Face masks or other PPE are required at all times, except when not feasible due to production circumstances (such applying makeup to an actor). The task force does not recommend universal glove use, since it creates a “false sense of security” and therefore an increased risk. However, gloves should be used when cast and crew touch “potentially contaminated common shared equipment” that “cannot feasibly be disinfected.”

The plan recommends that productions rely on virtual meetings and writers rooms, stagger arrivals and lunch times for cast and crew, “eliminate crowd scenes” (and, large gatherings of background actors), and limit “the number of people involved in a specific activity.”

In many cases the report identifies significant dangers, but does not — in its current form — restrict those activities. For air travel of cast and crew, the report recommends productions “consider chartering a plane rather than flying commercial.” Live studio audiences “should be avoided,” but are permissible with safety precautions. Scenes featuring stunt performers should be limited “when possible.” Shooting on location indoors, including private residences, is permitted as long as it hasn’t recently been occupied or used by people who may have been infected with COVID-19, and it is vacated 48 hours prior to shooting.

While the phrase “should limit” is used repeatedly in the white paper, and it recommends few mandatory changes, task force insiders said that in many cases this should be considered placeholder language that could, and in many cases would, become stronger in subsequent drafts.

Yet it’s what is not in the report that might be most revealing. The task force punts on potential sticking points like restricting crew size, or the length of the work day beyond limiting production hours to encourage a healthy and rested cast and crew “whenever possible.”

Similarly, while it advocates for flexible leave policies that allow employees to stay home if they are sick, or care for children or sick family members, there is no mention of guaranteeing pay for someone who needs to miss shoot days. Nor does the report talk about if, or when, a production would to be shuttered due to a cast and crew member receiving a positive test for COVID-19.

The report also skips over the question of enforcement — and exactly who is responsible for it — which will likely be the biggest hot-button issue for the tens of thousands of crew who work on Hollywood productions.

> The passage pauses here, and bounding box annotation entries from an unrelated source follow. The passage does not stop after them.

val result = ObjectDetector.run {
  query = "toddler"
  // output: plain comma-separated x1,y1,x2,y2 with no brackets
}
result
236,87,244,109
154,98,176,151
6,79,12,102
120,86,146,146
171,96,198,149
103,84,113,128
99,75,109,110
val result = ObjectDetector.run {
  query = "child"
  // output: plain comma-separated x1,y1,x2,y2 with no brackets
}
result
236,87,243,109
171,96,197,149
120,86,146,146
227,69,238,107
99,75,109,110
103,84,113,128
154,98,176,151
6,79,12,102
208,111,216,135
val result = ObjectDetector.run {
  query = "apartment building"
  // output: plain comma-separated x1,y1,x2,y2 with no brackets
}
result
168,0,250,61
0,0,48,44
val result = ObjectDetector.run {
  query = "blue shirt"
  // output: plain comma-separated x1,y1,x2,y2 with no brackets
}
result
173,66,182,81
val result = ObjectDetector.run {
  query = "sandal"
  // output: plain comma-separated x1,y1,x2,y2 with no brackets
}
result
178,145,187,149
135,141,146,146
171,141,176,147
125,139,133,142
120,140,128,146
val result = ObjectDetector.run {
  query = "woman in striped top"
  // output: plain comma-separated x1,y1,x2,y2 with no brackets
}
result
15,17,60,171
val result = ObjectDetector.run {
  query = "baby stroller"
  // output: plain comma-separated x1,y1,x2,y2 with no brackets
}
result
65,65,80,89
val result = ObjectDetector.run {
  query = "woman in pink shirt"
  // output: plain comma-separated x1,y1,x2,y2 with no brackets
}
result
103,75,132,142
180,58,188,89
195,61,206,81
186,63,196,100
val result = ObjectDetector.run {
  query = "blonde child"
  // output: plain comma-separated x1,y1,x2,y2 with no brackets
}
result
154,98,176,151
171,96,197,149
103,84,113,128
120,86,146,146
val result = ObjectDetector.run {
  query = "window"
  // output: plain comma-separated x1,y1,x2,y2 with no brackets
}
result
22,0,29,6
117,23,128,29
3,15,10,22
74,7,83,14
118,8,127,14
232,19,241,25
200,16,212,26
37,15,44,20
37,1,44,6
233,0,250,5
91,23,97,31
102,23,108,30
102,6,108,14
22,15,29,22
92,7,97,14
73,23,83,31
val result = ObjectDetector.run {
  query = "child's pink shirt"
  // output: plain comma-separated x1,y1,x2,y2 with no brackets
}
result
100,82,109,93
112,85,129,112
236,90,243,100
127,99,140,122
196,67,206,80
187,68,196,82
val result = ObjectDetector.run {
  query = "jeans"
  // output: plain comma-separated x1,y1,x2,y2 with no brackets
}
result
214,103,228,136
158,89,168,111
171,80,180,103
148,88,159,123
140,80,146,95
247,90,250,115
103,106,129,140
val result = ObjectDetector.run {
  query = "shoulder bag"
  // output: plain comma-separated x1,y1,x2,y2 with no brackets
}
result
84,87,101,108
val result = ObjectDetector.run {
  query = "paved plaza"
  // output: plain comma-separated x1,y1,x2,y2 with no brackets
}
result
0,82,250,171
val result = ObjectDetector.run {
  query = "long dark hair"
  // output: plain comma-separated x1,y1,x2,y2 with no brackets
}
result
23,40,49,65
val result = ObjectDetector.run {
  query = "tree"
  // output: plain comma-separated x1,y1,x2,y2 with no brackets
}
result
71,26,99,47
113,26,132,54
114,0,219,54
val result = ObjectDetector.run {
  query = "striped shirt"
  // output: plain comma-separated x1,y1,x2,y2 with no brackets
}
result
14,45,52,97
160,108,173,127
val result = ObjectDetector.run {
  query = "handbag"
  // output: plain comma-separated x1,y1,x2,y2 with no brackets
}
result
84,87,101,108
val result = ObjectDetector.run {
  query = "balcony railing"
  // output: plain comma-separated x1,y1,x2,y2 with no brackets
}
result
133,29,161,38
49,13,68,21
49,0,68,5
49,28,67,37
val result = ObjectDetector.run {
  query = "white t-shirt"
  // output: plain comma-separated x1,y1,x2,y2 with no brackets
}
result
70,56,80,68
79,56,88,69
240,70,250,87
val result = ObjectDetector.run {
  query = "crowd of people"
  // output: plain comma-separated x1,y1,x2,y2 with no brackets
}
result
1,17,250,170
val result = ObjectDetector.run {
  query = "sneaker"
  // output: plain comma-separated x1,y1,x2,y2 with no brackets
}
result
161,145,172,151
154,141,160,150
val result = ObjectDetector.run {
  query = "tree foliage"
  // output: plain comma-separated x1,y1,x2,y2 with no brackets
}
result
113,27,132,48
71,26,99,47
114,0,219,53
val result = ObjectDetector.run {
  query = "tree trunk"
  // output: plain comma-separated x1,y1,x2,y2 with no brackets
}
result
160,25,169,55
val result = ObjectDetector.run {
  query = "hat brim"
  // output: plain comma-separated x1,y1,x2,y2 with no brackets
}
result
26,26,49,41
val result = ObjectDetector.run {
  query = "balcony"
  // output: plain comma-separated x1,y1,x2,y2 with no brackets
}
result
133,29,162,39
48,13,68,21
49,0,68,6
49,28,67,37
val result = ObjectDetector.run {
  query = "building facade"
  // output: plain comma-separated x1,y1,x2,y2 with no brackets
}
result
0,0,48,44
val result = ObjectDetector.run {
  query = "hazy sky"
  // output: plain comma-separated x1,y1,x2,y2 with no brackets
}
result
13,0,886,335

In other countries, on-set safety advisors are empowered to dictate how elements of production are executed to keep cast and crew safe, and have long been a legal requirement.

These elements are unlikely to change in future drafts: Task-force insiders tell IndieWire that that these matters are viewed as being outside their purview. While many on the labor side point to the industry-wide task force as “the way forward,” and the white paper promises a Phase 2 that will outline department specific procedures, organizers warn the task force’s work is specifically geared toward gaining governmental approval to reopen – viewed as only one of many obstacles in the path of Hollywood resuming production in any meaningful way.

It is along these lines that the various stakeholders remain hard at work on their own plans. The specific procedural elements necessary to figure out before production resumes will be workshopped inside the various stakeholders‘ working groups.

While the task force includes DGA representatives, the guild’s own National Board Committee (headed by Steven Soderbergh) is still hard at work on its own detailed plan. Studio continue to create their own playbooks, and IATSE this week hired a powerhouse team of epidemiologists as advisors.

No matter what guidelines Gov. Newsom brings before cameras on Monday, the path to understanding how Hollywood will resume production remains long, bumpy and, for now, unclear.